Aber wie könnte eine solche Strategie aussehen?
Das Verrückte ist doch, dass wir beim Thema Outing seit 20 Jahren keinen Schritt weiter gekommen sind. Wenn sich da keiner traut, neue Wege zu gehen, wird es immer wieder solche Situationen geben. Vielen Medien sind doch die ungeouteten Politiker, Wirtschaftsleute und Sportler bekannt. Warum erarbeitet man nicht einen Ehrenkodex, den manche Medien für sich annehmen, und man nimmt Kontakt mit solchen Persönlichkeiten auf. Warum bereitet man nicht redaktionsübergreifend ein Umfeld, dass der Skandalisierung vorbeugt, auch dadurch, dass man sie thematisiert? Im Moment sieht es doch so aus, dass der Boulevard jedes Mal sagen kann: Sorry, damit haben wir nichts zu tun. Dieses bedeutet ja nicht, dass man Leute überreden soll, sich lieber im eigenen Medium zu outen. Aber man kann doch signalisieren: Wir werden Dich nicht outen, aber wenn Du irgendwann das Gefühl hast, dass man Dich unter Druck setzt, sag uns Bescheid wir lassen uns was einfallen und wir werden nicht die Einzigen sein. Ja, ich weiss, so was sollte nicht Aufgabe von Journalisten sein. Aber was nützt das Credo einer Ines Pohl, dass man Prominente niemals outen darf, wenn dadurch genau das passiert.

Sie selber schreiben das "Nollendorfblog", auf dem Sie auch immer wieder Verfehlungen von Medien in der Beschreibung und Wertung von Schwulen aufgreifen. Welche Reaktionen bekommen Sie selber auf medienkritische Berichterstattung?
Das Motto des Blogs ist: „Ich hab ja nichts gegen Schwule, aber ..“Ich versuche über die nicht ganz so offensichtlichen Fälle zu schreiben, sondern eher über die, wo wir uns so an den schrägen Blick auf Homosexuelle gewöhnt haben, dass uns die dahinter verborgene Abwertung gar nicht mehr auffällt. Oft sind sich ja Journalisten gar nicht bewusst, wie sehr sie diese Muster bedienen. Es ist auch schon passiert, dass sich ein von mir kritisierter Journalist mit mir treffen wollte, um mit mir über meinen Standpunkt zu diskutieren. Das fand ich sehr souverän.

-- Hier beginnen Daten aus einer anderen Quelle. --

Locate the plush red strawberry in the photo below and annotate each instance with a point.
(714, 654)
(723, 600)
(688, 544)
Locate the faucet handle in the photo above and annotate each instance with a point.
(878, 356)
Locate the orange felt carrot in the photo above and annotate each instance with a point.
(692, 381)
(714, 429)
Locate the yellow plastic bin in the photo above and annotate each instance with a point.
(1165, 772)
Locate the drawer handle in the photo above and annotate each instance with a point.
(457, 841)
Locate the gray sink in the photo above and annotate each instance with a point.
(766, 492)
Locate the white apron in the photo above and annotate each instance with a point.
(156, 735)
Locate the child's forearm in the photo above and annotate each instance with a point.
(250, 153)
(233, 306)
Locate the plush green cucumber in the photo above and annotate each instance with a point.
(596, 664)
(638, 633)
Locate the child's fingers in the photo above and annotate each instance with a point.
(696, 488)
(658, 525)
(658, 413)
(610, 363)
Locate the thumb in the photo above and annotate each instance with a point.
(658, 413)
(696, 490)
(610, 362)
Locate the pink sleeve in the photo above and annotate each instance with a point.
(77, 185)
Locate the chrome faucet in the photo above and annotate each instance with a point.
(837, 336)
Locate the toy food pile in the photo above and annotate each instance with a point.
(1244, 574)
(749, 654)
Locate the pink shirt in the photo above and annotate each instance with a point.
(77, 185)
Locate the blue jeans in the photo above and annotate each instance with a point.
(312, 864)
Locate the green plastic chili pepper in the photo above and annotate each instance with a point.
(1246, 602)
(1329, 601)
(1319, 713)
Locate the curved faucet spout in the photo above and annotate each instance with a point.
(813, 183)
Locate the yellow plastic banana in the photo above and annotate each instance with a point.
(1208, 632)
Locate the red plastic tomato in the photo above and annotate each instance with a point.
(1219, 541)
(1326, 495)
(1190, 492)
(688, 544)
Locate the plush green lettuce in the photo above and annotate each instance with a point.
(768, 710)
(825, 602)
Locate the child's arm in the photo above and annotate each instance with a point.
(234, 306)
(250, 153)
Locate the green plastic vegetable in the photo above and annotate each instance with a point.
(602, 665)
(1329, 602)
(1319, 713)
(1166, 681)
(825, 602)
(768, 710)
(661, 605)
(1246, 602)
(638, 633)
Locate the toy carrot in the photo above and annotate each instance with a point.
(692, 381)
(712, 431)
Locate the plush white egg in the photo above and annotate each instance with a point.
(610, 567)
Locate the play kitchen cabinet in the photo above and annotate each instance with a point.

Spielt es in einer idealen Medienwelt noch eine Rolle, ob man Homo oder Hetero ist?
Es gibt Geschichten und Anlässe, bei denen die sexuelle Identität ganz natürlich eine Rolle spielt. Es gibt Themen, die betrifft Heteros eben anders als Schwule und Lesben. Entscheidend ist, ob damit eine unterschiedliche Wertung verbunden ist. Das eigentliche Problem ist doch, dass viele Journalisten immer noch dazu neigen, Artikel erst damit relevant zu machen, dass sie Homosexualität ins Spiel bringen, auch wenn sie  nichts mit dem Gehalt der Geschichte zu tun hat. So protestierte der BLSJ letztes Jahr gegen eine Überschrift von welt.de: “Staatsanwaltschaft knöpft sich schwulen Bürgermeister vor”. Die Homosexualität des Lokalpolitikers spielte bei den Ermittlungen gar keine Rolle.

Johannes Kram ist Marketingfachmann, Autor und Mitherausgeber des Debattenportals Vocer. Auf seinem Nollendorfblog berichtet er regelmäßig über die Darstellung von Schwulen und Lesben in den Medien. U.a. managte er Guildo Horns PR-Kampagne zum Grand Prix, war am Aufbau einer Online-Firma beteiligt und leitete den internationalen Markenaufbau einer Modemarke in Asien. Er wohnt in Berlin.